In this case, Democrats think they are plowing fertile ground as Justice gears up for a possible 2024 matchup against Sen. Joe Manchin III (D) in a state that Republicans view as one of their best pickup opportunities.
In 2019, two years into Justice’s gubernatorial tenure, media stories portrayed him as largely uninterested in his duties after his office did release copies of his schedules. The Associated Press reported at the time that Justice almost never met with his Cabinet, was rarely at the Capitol and was missing for a critical point during a legislative session. Critics said that Justice, a coal mining billionaire, appeared more interested in tending to his private business interests.
The DSCC is seeking copies of Justice’s schedule from January 2017 to the present to show a continued pattern. The lawsuit was filed in a circuit court in West Virginia.
A Justice campaign spokesman accused Democrats of being in “panic mode” since Justice’s April 27 entrance into the race and trying to bolster his Republican primary opponent, five-term Rep. Alex Mooney (R).
“[T]he Democrats are panicking and will do everything they can to prop up Alex Mooney, whom they know they can easily beat in the General Election,” Justice campaign spokesman Roman Stauffer said in a statement.
The lawsuit argues that Justice’s office is not following the law in a bid to shield him from more negative attention.

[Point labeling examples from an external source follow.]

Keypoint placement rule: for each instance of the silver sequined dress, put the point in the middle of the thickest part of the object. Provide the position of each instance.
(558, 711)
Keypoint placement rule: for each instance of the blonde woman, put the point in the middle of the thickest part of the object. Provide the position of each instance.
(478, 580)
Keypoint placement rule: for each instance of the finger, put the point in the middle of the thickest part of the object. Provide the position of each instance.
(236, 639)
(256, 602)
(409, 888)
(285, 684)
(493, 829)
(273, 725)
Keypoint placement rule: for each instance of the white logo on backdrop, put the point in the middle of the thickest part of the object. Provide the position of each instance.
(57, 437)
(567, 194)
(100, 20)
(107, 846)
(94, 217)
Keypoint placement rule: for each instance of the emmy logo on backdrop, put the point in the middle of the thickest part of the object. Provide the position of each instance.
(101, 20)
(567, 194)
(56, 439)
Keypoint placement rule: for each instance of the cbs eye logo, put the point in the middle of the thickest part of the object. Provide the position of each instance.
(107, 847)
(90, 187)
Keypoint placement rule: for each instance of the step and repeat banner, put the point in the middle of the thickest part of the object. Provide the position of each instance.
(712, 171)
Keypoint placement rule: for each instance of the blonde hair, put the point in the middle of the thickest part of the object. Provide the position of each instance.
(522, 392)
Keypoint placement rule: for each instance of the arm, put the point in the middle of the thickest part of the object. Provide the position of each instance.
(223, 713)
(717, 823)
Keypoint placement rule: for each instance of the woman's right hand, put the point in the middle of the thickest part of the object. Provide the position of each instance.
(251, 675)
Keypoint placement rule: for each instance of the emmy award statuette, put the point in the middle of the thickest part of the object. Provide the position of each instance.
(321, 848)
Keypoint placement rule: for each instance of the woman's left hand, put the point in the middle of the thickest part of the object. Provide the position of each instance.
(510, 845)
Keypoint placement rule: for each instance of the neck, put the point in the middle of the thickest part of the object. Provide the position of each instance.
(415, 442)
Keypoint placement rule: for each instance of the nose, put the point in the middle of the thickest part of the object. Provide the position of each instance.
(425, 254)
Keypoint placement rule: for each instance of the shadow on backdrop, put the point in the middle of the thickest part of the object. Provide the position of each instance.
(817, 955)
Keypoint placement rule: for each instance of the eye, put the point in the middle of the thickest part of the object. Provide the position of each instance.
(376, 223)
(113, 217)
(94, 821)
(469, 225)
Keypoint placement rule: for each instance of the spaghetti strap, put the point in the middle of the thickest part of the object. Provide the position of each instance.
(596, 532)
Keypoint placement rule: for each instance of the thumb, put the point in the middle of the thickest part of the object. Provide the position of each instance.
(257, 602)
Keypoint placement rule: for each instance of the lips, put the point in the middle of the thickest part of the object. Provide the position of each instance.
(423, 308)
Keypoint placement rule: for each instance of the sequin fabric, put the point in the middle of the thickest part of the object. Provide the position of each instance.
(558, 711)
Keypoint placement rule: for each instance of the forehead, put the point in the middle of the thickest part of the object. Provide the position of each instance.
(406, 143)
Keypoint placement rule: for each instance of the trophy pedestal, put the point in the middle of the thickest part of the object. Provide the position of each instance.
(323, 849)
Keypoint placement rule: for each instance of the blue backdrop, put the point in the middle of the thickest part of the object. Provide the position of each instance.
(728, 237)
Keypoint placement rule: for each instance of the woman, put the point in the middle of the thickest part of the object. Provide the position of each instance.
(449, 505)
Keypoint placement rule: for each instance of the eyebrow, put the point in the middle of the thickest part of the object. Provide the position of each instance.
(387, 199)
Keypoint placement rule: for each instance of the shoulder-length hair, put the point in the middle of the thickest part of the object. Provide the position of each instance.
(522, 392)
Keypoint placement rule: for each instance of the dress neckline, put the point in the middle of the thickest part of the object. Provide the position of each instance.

“Jim Justice cannot hide his work schedule — or lack thereof — from West Virginians, and this is an area which is sure to receive further scrutiny in his nasty primary and in a court of law,” DSCC spokesperson David Bergstein said in a statement.
Before Justice’s entrance into the race, his work ethic was already drawing scrutiny, including in an editorial last month in the Charleston Gazette-Mail.
“Of course, work hasn’t always been top of mind for the two-term governor, who has remained immersed in his private business interests (often in court over unpaid fees, fines or taxes), continued coaching high school basketball and is only in the capital city a couple of days each week,” the publication wrote.
Besides coal mining, the Justice family business holdings include the Greenbrier resort in White Sulphur Springs, W.Va., where he announced his candidacy last month.
Justice appeared onstage with Babydog, his English bulldog, who has joined him frequently during his political career, including at his 2022 State of the State address at the West Virginia Capitol.
Justice, 72, was first elected governor as a Democrat in 2016. He announced he was switching parties and becoming a Republican at a 2017 rally hosted by then-President Donald Trump in Huntington, W.Va.
Manchin, a moderate Democrat who has often criticized President Biden on environmental and economic policies, has said he would announce by year’s end whether he would seek another term in the Senate.